Gentlemen, I really must protest. Network Appliance plays very nicely in a SAN environment and is working very actively on solutions and with partners in that area. May I respectfully refer you all to www.netapp.com/news/press to the announcement dated 02/02/2000. Six leading Storage Vendors Introduce the first NAS & SAN Data Protection Solution for Network Attached Storage Solutions, and may I respectfully refer you to www.vixel.com/NAS_SAN_EVENT/NAS_html which has a variety of articles and white papers, discussing their relationship with Network Appliance and how they work with us in SAN enviroments, and may I repectfully refer you to www.spectralogic.com/NetApp which also explains their relationship to Network Appliance and our integrated SAN solutions, and may I respectfully refer you to www.legato.com/News/index.html which has articles explaining their relationship with Network Appliance and our combined SAN-based architecture and solutions, and may I respectfully refer you to www.snia.org which has a new NAS work group and is also working on developing SAN standards. I would also like to reassure those of you, who have expressed a concern that Network Appliance is not planning future competitive products, that you are mistaken. Network Appliance is continuing to develop products which will compete sucessfully in both NAS and SAN environments.

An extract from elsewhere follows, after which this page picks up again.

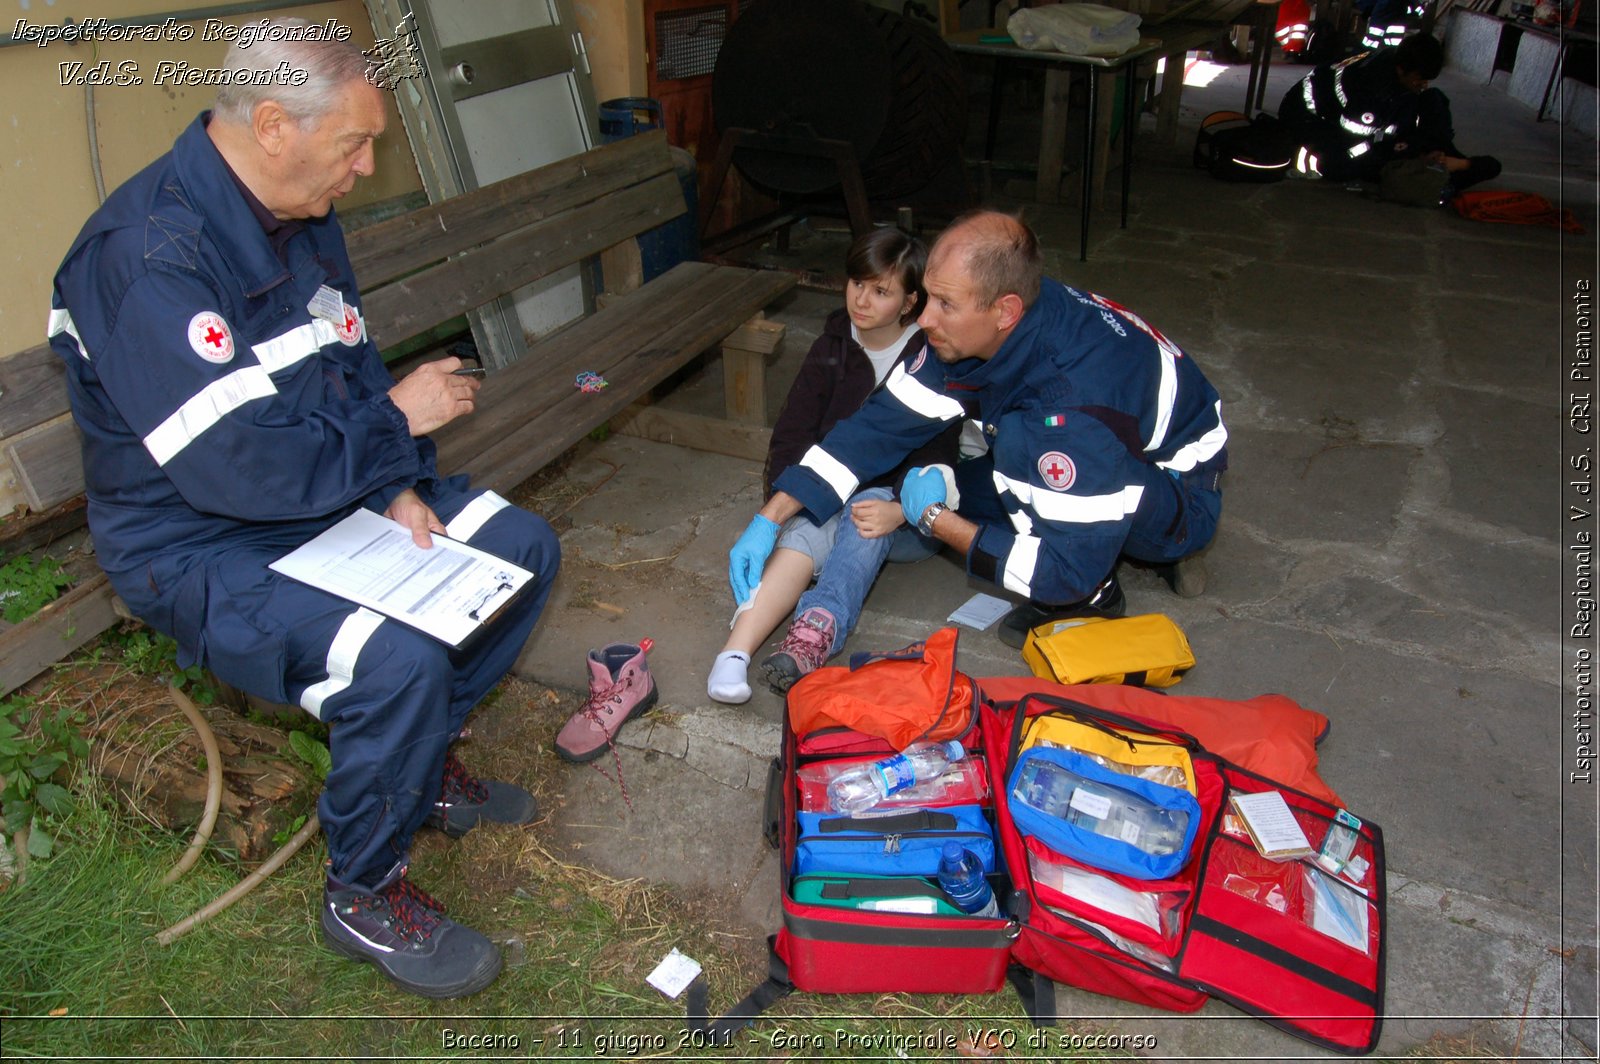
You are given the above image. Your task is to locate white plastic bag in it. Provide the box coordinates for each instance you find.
[1007,3,1143,56]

-----Original Message----- From: Yael Hellmann [mailto:yael_hellmann@yahoo.com] Sent: Thursday, March 23, 2000 6:56 AM To: toasters@mathworks.com Subject: re: nas storage
Jeff probably hit the point - NetApp do not have a solution for SAN and I think that NetApp should re-think their direction. With more and more vendors competing in the nas /san domain, these products will be better and provide more functionality and better performance. The current connectivity limitations will be eliminated. With fibre fabric you will not be limited to the current limited implementation. I think that NetApps products are great but I am disappointed that they don't plan for future competitive products.
-----Original Message----- From: Jeff Van Cleave [mailto:jeffvc@icopyright.com] Sent: Wednesday, March 22, 2000 6:13 PM To: toasters@mathworks.com Subject: RE: nas storage
NetApp is not designed to compete with SAN - and yes, you cannot say that 100mb ethernet will compete with fiber channel.
However, direct attach has limitations in the number of servers it can connect to. At last check, EMC can connect with 32 systems. Hitachi can connect to a large number with a channel box (I don't know the high end limit). But you are limited by the length of cable between the SAN and the server.
Basically we approached using NetApp as a replacement for all of our NFS servers, and to some extent our data servers. For direct attach, we will probably go with Hitachi.
I think in any environment, both SAN and NetApp can be used effectively. It is not really an argument of which one is better, but what is your functional requirement and how will those needs be met.